Step 4: Configure SAML Attribute Mapping

Finally, we'll map our custom attribute to one of Fleet's supported attributes:

  1. Go back to the Google Admin Console
  2. Navigate to Apps > Web and mobile apps
  3. Find your Fleet SAML app (or add it if you haven't already)
  4. Go to the SAML Attribute Mapping section
  5. Click ADD MAPPING
  6. Configure the mapping:
    • Google Directory Attribute: Under Custom Attributes, select Fleet > Fullname
    • App Attribute: Enter name (or one of the other supported attributes, like displayname)
  7. Click SAVE

Verification

To verify everything is working correctly:

  1. In Google Admin Console, check a user to confirm their custom attribute has been populated:
    • Go to Directory > Users
    • Click on a user
    • Look for the Fleet section and check if Fullname is populated
  2. Trigger a SAML login to Fleet to verify the attribute is being passed correctly
  3. Check if the macOS local account Full Name is correctly populated during device enrollment

Troubleshooting

If you encounter issues:

  • Script errors: Check the Apps Script execution logs by clicking on Executions in the left sidebar
  • Missing attributes: Verify the custom attribute name matches exactly in both the script and SAML mapping
  • SAML issues: Use Chrome Developer Tools during login to inspect the SAML response
  • Permissions: Ensure your account has sufficient admin rights

Maintenance

The script will automatically run daily to keep full names updated. If you make changes to the script, you may need to reauthorize it.

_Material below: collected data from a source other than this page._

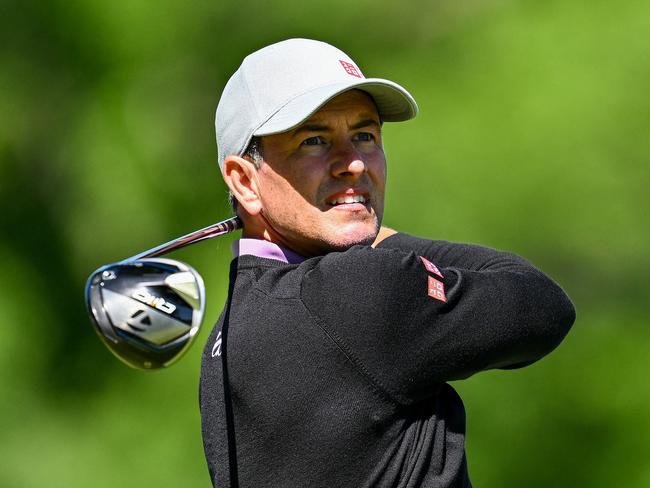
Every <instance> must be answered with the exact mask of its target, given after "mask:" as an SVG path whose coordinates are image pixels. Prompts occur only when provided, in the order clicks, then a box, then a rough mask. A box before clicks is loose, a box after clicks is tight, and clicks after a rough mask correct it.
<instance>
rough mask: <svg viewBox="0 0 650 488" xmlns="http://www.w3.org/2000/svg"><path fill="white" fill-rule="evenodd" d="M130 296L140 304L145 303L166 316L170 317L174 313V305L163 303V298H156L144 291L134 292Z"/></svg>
mask: <svg viewBox="0 0 650 488" xmlns="http://www.w3.org/2000/svg"><path fill="white" fill-rule="evenodd" d="M131 296H132V297H133V298H135V299H136V300H138V301H140V302H142V303H146V304H147V305H149V306H151V307H153V308H156V309H158V310H160V311H161V312H165V313H166V314H170V315H171V314H172V313H174V310H176V305H174V304H173V303H169V302H168V301H165V299H164V298H163V297H157V296H155V295H152V294H151V293H149V292H147V291H144V290H136V291H134V292H133V294H132V295H131Z"/></svg>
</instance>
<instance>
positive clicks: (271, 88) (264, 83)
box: [215, 39, 418, 168]
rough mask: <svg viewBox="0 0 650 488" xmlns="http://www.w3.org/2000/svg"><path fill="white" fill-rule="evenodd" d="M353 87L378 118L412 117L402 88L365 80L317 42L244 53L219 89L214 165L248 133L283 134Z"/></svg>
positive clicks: (392, 82) (259, 133)
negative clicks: (371, 99)
mask: <svg viewBox="0 0 650 488" xmlns="http://www.w3.org/2000/svg"><path fill="white" fill-rule="evenodd" d="M353 88H357V89H360V90H363V91H365V92H366V93H368V94H369V95H370V96H371V97H372V98H373V99H374V101H375V104H376V105H377V110H378V112H379V116H380V117H381V120H382V121H388V122H397V121H402V120H408V119H412V118H413V117H415V115H416V114H417V111H418V106H417V104H416V103H415V99H414V98H413V97H412V96H411V94H410V93H409V92H408V91H406V90H405V89H404V88H403V87H401V86H400V85H398V84H397V83H394V82H392V81H389V80H384V79H381V78H366V77H365V76H364V75H363V74H362V73H361V70H360V69H359V67H358V66H357V65H356V63H355V62H354V61H353V60H352V59H351V58H350V57H349V56H348V55H347V54H345V53H344V52H343V51H341V50H339V49H337V48H335V47H334V46H331V45H329V44H326V43H324V42H321V41H313V40H310V39H288V40H286V41H282V42H278V43H276V44H271V45H270V46H266V47H264V48H262V49H260V50H259V51H255V52H254V53H252V54H250V55H248V56H246V58H244V61H243V62H242V64H241V66H240V67H239V69H238V70H237V71H235V74H233V75H232V76H231V77H230V80H228V83H227V84H226V87H225V88H224V90H223V93H222V95H221V99H220V100H219V106H218V107H217V115H216V118H215V128H216V131H217V146H218V149H219V166H220V167H221V168H223V162H224V159H225V158H226V156H228V155H237V156H241V155H242V154H244V152H245V151H246V148H247V147H248V144H249V143H250V141H251V138H252V137H253V136H268V135H271V134H278V133H281V132H286V131H288V130H290V129H293V128H294V127H296V126H298V125H300V124H301V123H302V122H304V121H305V120H307V119H308V118H309V117H310V116H311V115H312V114H314V113H315V112H316V111H318V109H320V107H322V106H323V105H324V104H325V103H327V102H328V101H329V100H331V99H332V98H334V97H336V96H337V95H339V94H340V93H343V92H345V91H347V90H350V89H353Z"/></svg>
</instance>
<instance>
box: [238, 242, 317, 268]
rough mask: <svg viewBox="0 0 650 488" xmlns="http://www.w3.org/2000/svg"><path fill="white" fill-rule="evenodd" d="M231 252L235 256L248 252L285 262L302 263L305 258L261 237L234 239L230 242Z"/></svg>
mask: <svg viewBox="0 0 650 488" xmlns="http://www.w3.org/2000/svg"><path fill="white" fill-rule="evenodd" d="M232 253H233V255H234V256H235V257H236V258H237V257H239V256H243V255H245V254H250V255H253V256H257V257H260V258H268V259H275V260H277V261H282V262H283V263H287V264H298V263H302V262H303V261H304V260H305V258H304V257H302V256H301V255H299V254H296V253H295V252H293V251H291V250H289V249H287V248H286V247H281V246H278V245H277V244H275V243H273V242H269V241H264V240H262V239H248V238H243V237H242V238H241V239H236V240H235V241H233V243H232Z"/></svg>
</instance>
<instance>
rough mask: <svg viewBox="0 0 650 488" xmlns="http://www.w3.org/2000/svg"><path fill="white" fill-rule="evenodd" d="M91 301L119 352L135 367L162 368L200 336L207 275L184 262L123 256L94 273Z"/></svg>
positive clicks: (87, 285) (109, 345)
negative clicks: (122, 257)
mask: <svg viewBox="0 0 650 488" xmlns="http://www.w3.org/2000/svg"><path fill="white" fill-rule="evenodd" d="M86 306H87V308H88V313H89V315H90V317H91V320H92V322H93V325H94V326H95V329H96V330H97V332H98V334H99V336H100V338H101V339H102V341H103V342H104V343H105V344H106V346H107V347H108V348H109V349H110V351H111V352H112V353H113V354H115V356H117V357H118V358H119V359H120V360H121V361H123V362H125V363H126V364H128V365H129V366H131V367H133V368H137V369H147V370H151V369H159V368H164V367H166V366H169V365H170V364H172V363H174V362H175V361H177V360H178V359H179V358H180V357H181V356H182V355H183V354H184V353H185V352H186V351H187V349H188V348H189V347H190V345H191V343H192V341H193V340H194V338H195V337H196V335H197V332H198V330H199V327H200V325H201V321H202V319H203V313H204V310H205V286H204V284H203V279H202V278H201V276H200V275H199V274H198V273H197V272H196V271H195V270H194V269H193V268H192V267H190V266H188V265H187V264H185V263H182V262H180V261H175V260H172V259H161V258H150V259H135V260H130V261H122V262H119V263H114V264H109V265H107V266H104V267H102V268H99V269H98V270H97V271H95V272H94V273H93V274H92V275H91V276H90V278H88V282H87V283H86Z"/></svg>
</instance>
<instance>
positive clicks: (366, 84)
mask: <svg viewBox="0 0 650 488" xmlns="http://www.w3.org/2000/svg"><path fill="white" fill-rule="evenodd" d="M369 80H370V81H369ZM386 82H388V83H386ZM340 83H342V82H337V83H330V84H328V85H320V86H316V87H313V88H311V89H309V90H305V91H303V92H301V93H299V94H298V95H296V96H294V97H292V98H290V99H289V100H287V101H286V102H285V103H283V104H282V105H280V106H279V107H278V108H277V109H276V110H275V111H273V112H272V113H271V115H269V116H268V117H267V118H266V119H265V120H264V121H262V122H261V123H260V124H259V125H258V126H257V127H255V129H254V130H253V133H252V135H255V132H257V131H258V129H259V128H260V127H262V126H263V125H264V124H266V123H267V122H268V121H269V120H271V118H273V116H274V115H275V114H277V113H278V112H279V111H280V110H282V109H283V108H284V107H286V106H287V105H289V103H291V102H292V101H294V100H295V99H296V98H300V97H301V96H303V95H305V94H307V93H309V92H310V91H313V90H315V89H319V88H325V87H328V86H336V85H338V84H340ZM391 83H393V85H397V86H400V87H401V85H398V84H397V83H394V82H391V81H390V80H386V79H384V78H365V77H364V78H363V81H361V82H360V83H355V84H352V85H349V89H354V87H356V86H363V85H364V84H366V85H386V86H390V87H391V88H393V89H396V87H395V86H393V85H391ZM402 89H403V90H404V88H402ZM335 95H336V94H334V95H332V96H331V97H329V98H327V99H325V100H324V101H323V103H321V104H320V105H318V106H317V107H316V109H317V108H318V107H322V106H323V105H324V104H326V103H327V102H328V101H330V100H331V99H332V98H334V96H335ZM404 98H405V99H406V100H407V102H408V104H409V105H410V106H411V109H412V110H413V112H414V114H417V108H416V106H413V104H412V103H411V101H410V100H408V97H406V96H404ZM292 127H293V126H292ZM292 127H289V128H288V129H286V130H290V129H291V128H292ZM269 135H270V134H269Z"/></svg>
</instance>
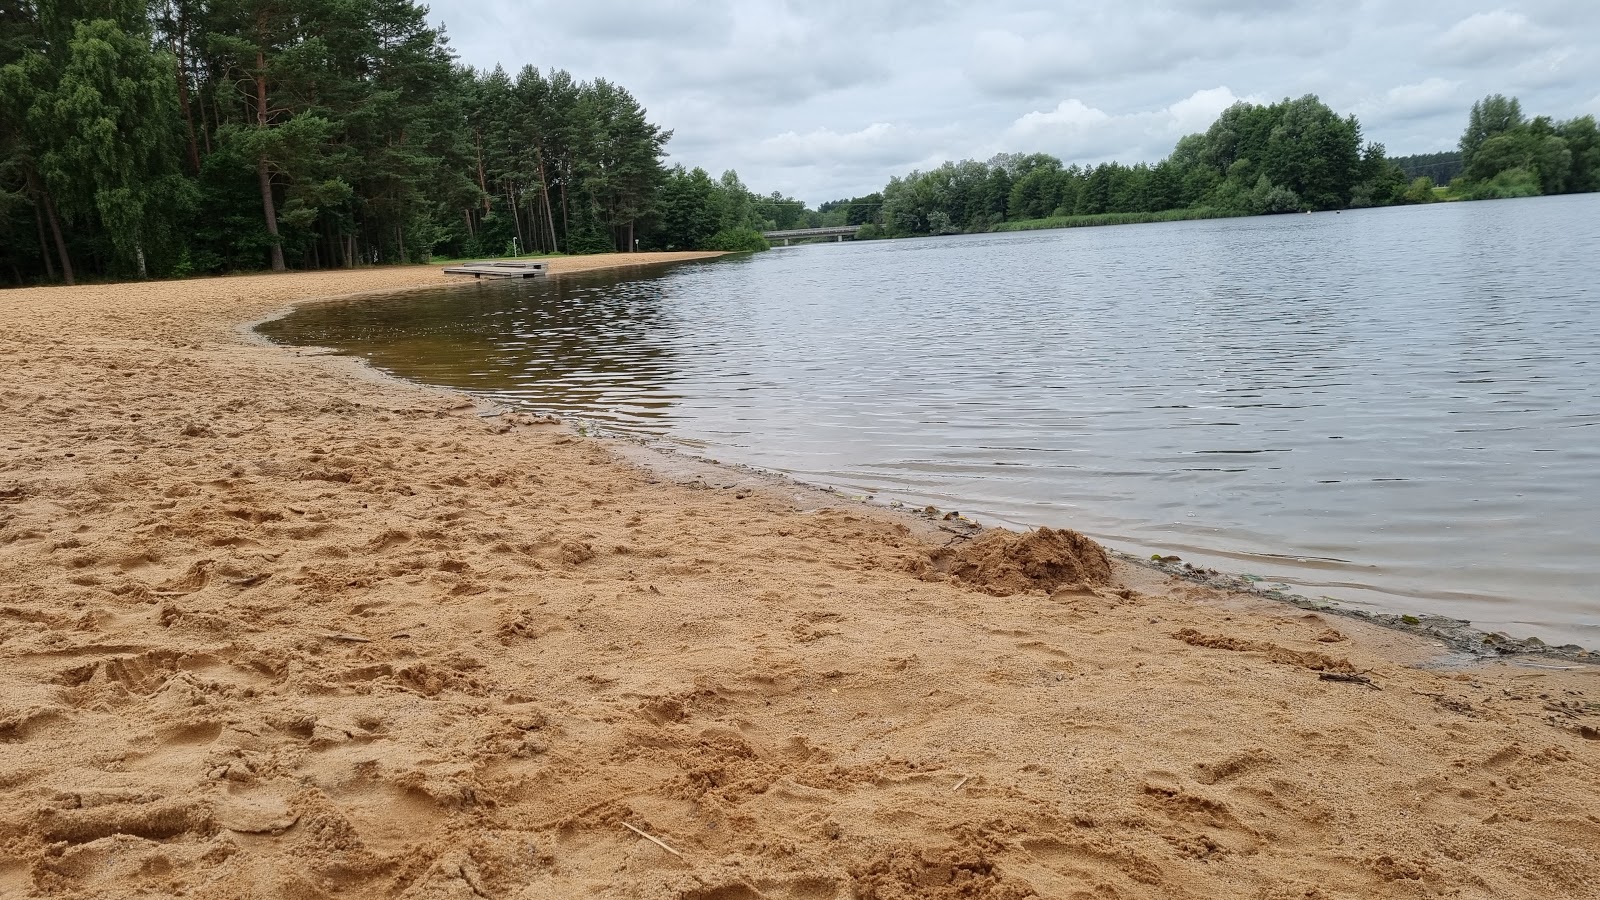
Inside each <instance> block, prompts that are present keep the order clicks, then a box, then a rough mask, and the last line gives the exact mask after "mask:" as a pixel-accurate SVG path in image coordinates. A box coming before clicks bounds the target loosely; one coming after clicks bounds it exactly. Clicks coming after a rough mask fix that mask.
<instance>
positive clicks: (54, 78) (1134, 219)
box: [0, 0, 1600, 283]
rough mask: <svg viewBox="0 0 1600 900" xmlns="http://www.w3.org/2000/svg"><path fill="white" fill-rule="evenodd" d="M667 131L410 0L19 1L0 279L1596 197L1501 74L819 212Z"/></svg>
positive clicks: (423, 259)
mask: <svg viewBox="0 0 1600 900" xmlns="http://www.w3.org/2000/svg"><path fill="white" fill-rule="evenodd" d="M670 138H672V133H670V131H669V130H664V128H661V127H658V125H654V123H651V122H650V119H648V115H646V110H645V109H643V107H642V106H640V104H638V101H637V99H635V98H634V96H632V94H630V93H629V91H627V90H626V88H622V86H621V85H616V83H613V82H608V80H605V78H595V80H590V82H579V80H576V78H573V75H570V74H568V72H563V70H546V72H541V70H539V69H534V67H531V66H528V67H523V69H520V70H518V72H515V74H514V75H512V74H507V72H506V70H502V69H499V67H496V69H491V70H478V69H470V67H464V66H461V64H458V61H456V58H454V54H453V51H451V48H450V45H448V43H446V42H445V37H443V34H442V30H440V29H437V27H435V26H432V24H430V22H429V21H427V10H426V8H424V6H421V5H419V3H418V0H338V2H334V0H158V2H157V0H51V2H48V3H45V2H40V0H22V2H11V3H6V0H0V272H6V274H8V277H10V279H11V280H14V282H19V283H26V282H42V280H67V282H70V280H72V279H74V277H75V275H77V274H78V272H83V274H88V275H93V277H142V275H186V274H200V272H221V271H248V269H261V267H267V266H272V267H298V269H299V267H304V269H314V267H334V266H360V264H379V263H410V261H424V259H429V258H430V256H434V255H435V253H437V255H445V256H477V255H483V253H496V251H502V253H507V255H510V253H562V251H565V253H594V251H611V250H626V248H634V247H638V248H670V250H688V248H730V250H755V248H765V240H762V239H760V234H762V232H765V231H779V229H800V227H818V226H858V229H859V231H858V237H862V239H870V237H899V235H920V234H957V232H981V231H992V229H1013V227H1043V226H1040V224H1038V223H1053V224H1051V226H1050V227H1061V226H1078V224H1107V223H1131V221H1174V219H1182V218H1203V216H1232V215H1266V213H1293V211H1301V210H1334V208H1347V207H1384V205H1390V203H1422V202H1432V200H1435V199H1440V197H1438V194H1440V189H1435V187H1434V184H1442V183H1450V184H1451V191H1450V195H1448V197H1445V199H1490V197H1526V195H1534V194H1557V192H1578V191H1597V189H1600V130H1597V127H1595V120H1594V117H1589V115H1586V117H1581V119H1573V120H1568V122H1555V120H1550V119H1547V117H1533V119H1530V117H1526V115H1523V110H1522V104H1520V102H1518V101H1517V99H1515V98H1507V96H1502V94H1491V96H1488V98H1483V99H1482V101H1478V102H1475V104H1474V106H1472V110H1470V114H1469V119H1467V128H1466V130H1464V133H1462V136H1461V147H1459V152H1456V154H1427V155H1419V157H1403V159H1389V157H1387V154H1386V151H1384V147H1382V144H1376V143H1371V144H1363V138H1362V128H1360V123H1358V122H1357V120H1355V119H1354V117H1349V115H1344V117H1341V115H1338V114H1336V112H1334V110H1331V109H1330V107H1328V106H1326V104H1323V102H1322V101H1320V99H1317V98H1315V96H1312V94H1307V96H1302V98H1298V99H1283V101H1280V102H1274V104H1251V102H1240V104H1235V106H1232V107H1229V109H1227V110H1224V112H1222V114H1221V115H1219V117H1218V119H1216V122H1214V123H1211V127H1210V128H1206V131H1205V133H1198V135H1187V136H1184V138H1182V139H1179V141H1178V144H1176V146H1174V147H1173V152H1171V154H1170V155H1168V157H1166V159H1165V160H1160V162H1157V163H1154V165H1147V163H1136V165H1123V163H1117V162H1106V163H1099V165H1066V163H1064V162H1062V160H1058V159H1054V157H1051V155H1046V154H1000V155H997V157H994V159H990V160H987V162H976V160H960V162H947V163H944V165H939V167H936V168H931V170H928V171H912V173H907V175H904V176H896V178H891V179H890V183H888V184H886V186H885V187H883V189H882V191H878V192H874V194H867V195H864V197H854V199H850V200H835V202H830V203H822V207H821V208H818V210H806V208H805V203H802V202H798V200H795V199H792V197H786V195H782V194H779V192H771V194H758V192H755V191H752V189H750V187H749V186H746V184H744V183H742V181H741V179H739V176H738V173H734V171H725V173H723V175H722V176H718V178H712V176H710V175H709V173H707V171H704V170H699V168H683V167H674V168H670V170H669V168H666V167H664V165H662V157H664V152H666V146H667V143H669V141H670ZM1429 179H1430V181H1429Z"/></svg>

To monitor or manage the script's execution:

  • View logs by clicking on Executions in the left sidebar
  • Manage triggers by clicking on Triggers in the left sidebar

When new users are added to Google Workspace, they will be included in the next daily update cycle.

Conclusion

You've now successfully configured Google Workspace to provide full names to Fleet using a custom attribute and automated synchronization. This setup ensures that Fleet can automatically populate and the macOS local account name for all your users during the initial macOS setup experience.